The Holocaust! It doesn't have a title yet but it's about a young woman, Sage Singer, who befriends an old man who's particularly beloved in her community. Josef Weber is everyone favorite retired teacher and Little League coach and they strike up a friendship at the baker where Sage works. One day he asks Sage for a favor: to kill him. Shocked, Sage refuses…and then he confesses his darkest secret - he deserves to die, because he was a Nazi SS guard. Complicating the matter? Sage's grandmother is a Holocaust survivor. What do you do when evil lives next door? Can someone who's committed a truly heinous act ever atone for it with subsequent good behavior? Should you offer forgiveness to someone if you aren't the party who was wronged? And most of all - if Sage even considers his request - is it murder, or justice?
And what question didn’t I ask that I should have?

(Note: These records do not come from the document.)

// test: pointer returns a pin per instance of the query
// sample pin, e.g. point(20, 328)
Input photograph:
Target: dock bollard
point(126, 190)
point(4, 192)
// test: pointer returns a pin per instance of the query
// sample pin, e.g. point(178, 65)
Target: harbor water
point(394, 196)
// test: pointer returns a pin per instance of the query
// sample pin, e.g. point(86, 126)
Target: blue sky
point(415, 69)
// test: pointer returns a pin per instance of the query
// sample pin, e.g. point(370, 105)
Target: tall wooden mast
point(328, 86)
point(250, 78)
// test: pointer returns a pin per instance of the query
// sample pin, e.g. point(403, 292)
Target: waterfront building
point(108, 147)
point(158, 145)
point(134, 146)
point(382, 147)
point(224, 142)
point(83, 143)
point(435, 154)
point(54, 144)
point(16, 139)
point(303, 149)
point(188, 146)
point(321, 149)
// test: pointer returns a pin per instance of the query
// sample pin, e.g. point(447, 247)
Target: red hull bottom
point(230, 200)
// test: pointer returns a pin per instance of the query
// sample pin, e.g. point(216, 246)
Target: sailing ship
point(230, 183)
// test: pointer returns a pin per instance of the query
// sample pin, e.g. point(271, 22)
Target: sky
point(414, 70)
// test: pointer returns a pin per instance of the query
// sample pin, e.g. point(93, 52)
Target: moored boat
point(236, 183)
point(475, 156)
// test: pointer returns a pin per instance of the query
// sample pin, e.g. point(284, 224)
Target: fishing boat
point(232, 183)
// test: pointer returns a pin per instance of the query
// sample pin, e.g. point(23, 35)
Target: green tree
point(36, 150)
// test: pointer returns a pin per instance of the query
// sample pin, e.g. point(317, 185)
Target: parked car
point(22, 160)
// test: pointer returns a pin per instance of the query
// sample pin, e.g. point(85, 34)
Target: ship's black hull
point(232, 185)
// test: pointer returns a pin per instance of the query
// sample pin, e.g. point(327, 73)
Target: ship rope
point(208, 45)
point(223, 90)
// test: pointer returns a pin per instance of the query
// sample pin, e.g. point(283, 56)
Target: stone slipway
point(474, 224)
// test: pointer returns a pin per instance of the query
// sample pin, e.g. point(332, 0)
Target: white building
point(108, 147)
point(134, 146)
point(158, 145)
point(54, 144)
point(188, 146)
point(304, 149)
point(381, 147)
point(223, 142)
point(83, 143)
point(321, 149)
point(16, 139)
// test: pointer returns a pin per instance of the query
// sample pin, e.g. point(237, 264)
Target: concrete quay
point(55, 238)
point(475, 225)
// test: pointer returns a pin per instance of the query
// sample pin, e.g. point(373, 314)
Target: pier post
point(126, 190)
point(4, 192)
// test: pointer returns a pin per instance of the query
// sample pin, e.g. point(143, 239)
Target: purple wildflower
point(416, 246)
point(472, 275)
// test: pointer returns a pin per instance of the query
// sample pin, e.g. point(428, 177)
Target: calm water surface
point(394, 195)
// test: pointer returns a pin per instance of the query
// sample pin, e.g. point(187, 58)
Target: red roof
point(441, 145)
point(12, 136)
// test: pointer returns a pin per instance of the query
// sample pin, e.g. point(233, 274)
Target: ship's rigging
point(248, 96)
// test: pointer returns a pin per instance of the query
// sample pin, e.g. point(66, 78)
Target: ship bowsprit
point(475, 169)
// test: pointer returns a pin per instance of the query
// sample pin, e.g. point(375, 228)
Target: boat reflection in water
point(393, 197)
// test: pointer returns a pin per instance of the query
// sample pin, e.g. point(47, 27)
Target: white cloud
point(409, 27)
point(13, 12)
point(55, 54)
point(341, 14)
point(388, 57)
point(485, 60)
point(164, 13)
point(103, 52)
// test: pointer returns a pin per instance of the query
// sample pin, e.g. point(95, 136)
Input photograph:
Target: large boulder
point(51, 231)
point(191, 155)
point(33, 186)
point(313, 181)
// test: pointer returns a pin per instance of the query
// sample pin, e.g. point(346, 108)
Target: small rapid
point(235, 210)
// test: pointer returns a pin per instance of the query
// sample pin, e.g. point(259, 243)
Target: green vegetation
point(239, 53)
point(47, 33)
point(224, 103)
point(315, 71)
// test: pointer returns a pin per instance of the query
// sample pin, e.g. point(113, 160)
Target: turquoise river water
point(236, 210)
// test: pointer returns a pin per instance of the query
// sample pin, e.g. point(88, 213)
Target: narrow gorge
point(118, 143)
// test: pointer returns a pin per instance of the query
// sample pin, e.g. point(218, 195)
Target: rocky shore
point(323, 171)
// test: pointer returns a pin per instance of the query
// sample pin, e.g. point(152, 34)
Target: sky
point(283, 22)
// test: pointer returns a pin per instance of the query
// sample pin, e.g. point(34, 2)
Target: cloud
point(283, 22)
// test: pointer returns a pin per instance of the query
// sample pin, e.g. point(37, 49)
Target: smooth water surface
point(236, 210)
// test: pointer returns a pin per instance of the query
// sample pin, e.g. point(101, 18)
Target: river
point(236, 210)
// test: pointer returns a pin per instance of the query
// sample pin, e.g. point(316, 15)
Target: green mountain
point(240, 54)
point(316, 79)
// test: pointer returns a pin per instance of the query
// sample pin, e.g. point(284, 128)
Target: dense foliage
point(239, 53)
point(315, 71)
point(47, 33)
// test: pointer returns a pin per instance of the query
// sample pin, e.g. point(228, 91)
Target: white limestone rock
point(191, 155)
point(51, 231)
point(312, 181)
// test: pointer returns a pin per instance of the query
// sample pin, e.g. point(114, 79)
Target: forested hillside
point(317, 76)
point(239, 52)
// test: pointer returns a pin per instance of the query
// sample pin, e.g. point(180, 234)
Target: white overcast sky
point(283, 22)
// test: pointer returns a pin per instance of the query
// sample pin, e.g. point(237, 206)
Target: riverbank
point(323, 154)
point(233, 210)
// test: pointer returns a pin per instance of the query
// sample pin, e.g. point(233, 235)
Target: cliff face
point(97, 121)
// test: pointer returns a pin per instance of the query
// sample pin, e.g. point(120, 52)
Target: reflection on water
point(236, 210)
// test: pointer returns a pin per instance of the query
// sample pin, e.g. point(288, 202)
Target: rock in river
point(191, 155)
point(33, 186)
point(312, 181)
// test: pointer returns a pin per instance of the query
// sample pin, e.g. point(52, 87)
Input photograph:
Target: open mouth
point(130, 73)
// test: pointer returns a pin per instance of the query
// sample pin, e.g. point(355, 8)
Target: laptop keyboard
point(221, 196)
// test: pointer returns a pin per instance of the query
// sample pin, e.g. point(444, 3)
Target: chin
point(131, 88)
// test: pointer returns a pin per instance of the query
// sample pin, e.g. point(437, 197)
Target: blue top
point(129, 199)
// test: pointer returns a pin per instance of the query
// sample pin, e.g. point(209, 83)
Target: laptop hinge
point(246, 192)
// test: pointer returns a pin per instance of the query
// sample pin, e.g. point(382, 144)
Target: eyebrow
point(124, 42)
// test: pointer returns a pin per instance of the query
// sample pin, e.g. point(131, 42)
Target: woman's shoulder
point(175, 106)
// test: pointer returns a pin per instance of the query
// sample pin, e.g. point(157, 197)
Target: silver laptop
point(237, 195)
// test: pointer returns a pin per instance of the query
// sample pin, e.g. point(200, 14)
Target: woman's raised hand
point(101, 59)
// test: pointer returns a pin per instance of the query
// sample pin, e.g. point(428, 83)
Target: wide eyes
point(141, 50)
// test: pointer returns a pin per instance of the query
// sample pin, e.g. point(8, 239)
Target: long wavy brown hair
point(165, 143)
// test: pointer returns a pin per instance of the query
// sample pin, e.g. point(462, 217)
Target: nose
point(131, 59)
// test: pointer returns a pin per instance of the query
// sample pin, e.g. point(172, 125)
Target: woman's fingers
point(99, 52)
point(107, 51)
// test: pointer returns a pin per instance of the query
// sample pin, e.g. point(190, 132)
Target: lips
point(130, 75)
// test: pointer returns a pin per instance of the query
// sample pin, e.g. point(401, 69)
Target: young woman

What ELSE is obsessing you now?
Well, for the first time this year, I have TWO books coming out. Lone Wolf in February…and then on June 26, a YA novel I co-wrote with my daughter Sammy. It was her idea, and frankly, she's got a better imagination than I ever did at her age. It's called Between the Lines, and it's about what happens when happily ever after…isn't. Delilah, a loner hates school as much as she loves books—one book in particular. In fact if anyone knew how many times she has read and reread the sweet little fairy tale she found in the library, especially her cooler than cool classmates, she’d be sent to social Siberia . . . forever.To Delilah, though, this fairy tale is more than just words on the page. Sure, there’s a handsome (well, okay, incredibly handsome) prince, and a castle, and an evil villain, but it feels as if there’s something deeper going on. And one day, Delilah finds out there is. Turns out, this Prince Charming is not just a one-dimensional character in a book. He's real, and a certain fifteen-year-old loner has caught his eye. But they’re from two different worlds, and how can it ever possibly work?
It's an absolutely STUNNING book - with the coolest illustrations that remind of Arthur Rackham's work from the turn of the century and silhouettes that take my breath away -- in other words, it's a book you want to keep on your shelves and just look at because it's so pretty. But it's also sweet, and funny, and charming, and it was a delight to have the experience of writing it with my own daughter! I'm incredibly excited for its publication and we'll be on tour this summer to promote it!